Further evidence of media bias came when a reporter tried to quote-shame (1:27) the new White House press secretary, Kayleigh McEnany, by confronting her with virus-related statements she made while serving as adviser to the Trump presidential campaign. She answered by reading quotes from various reporters and publications downplaying coronavirus. When she gets answers from them, she said, she would address the question.
Even worse, mainstream media denigrates red-state governors who reopen their state economies as “anti-science,” whilst lavishing praise on blue-state governors whose states have the highest infection and death rates, as Robert Stacy McCain describes for The American Spectator. The one governor given regular open access to America on national TV is New York’s Andrew Cuomo, whose state is the worst basket case in America — and one of the worst on the planet.
Sailors have a saying: “Once is happenstance.
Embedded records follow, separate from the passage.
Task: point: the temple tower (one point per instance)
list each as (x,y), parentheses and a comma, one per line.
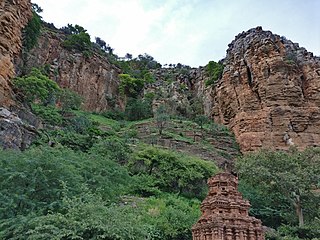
(225,213)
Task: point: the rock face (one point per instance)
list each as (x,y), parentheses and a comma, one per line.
(269,94)
(14,15)
(92,77)
(17,129)
(225,213)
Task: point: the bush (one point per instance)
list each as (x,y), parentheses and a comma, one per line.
(31,32)
(129,86)
(115,114)
(36,87)
(138,109)
(172,172)
(78,39)
(48,114)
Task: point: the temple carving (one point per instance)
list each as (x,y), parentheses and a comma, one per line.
(225,213)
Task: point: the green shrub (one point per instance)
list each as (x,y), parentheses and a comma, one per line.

Twice is coincidence. Three times? Sound general quarters.” The Old Media are far beyond that third occurrence.
For us in the bleacher seats, there isn’t much to be done. Ignore the “mainstream” media to the greatest possible extent, for they have demonstrated an institutional agenda that has little to do with “reporting the news.” When a story with important implications floats your way, don’t merely accept its representations as stated; cross-check it as deeply as you can. Distrust opinion-mongers, for they exist to sway opinions, and many of them are allied with one of the major political parties or interest groups. Yes, distrust me too, for I have an agenda as well, even if I am open about it.
Above all, remember what Buddha said:
Believe nothing, no matter where you read it, or who said it – no matter if I have said it! – except it agree with your own reason and your own common sense.
Your reason and common sense are more trustworthy than any “authority.”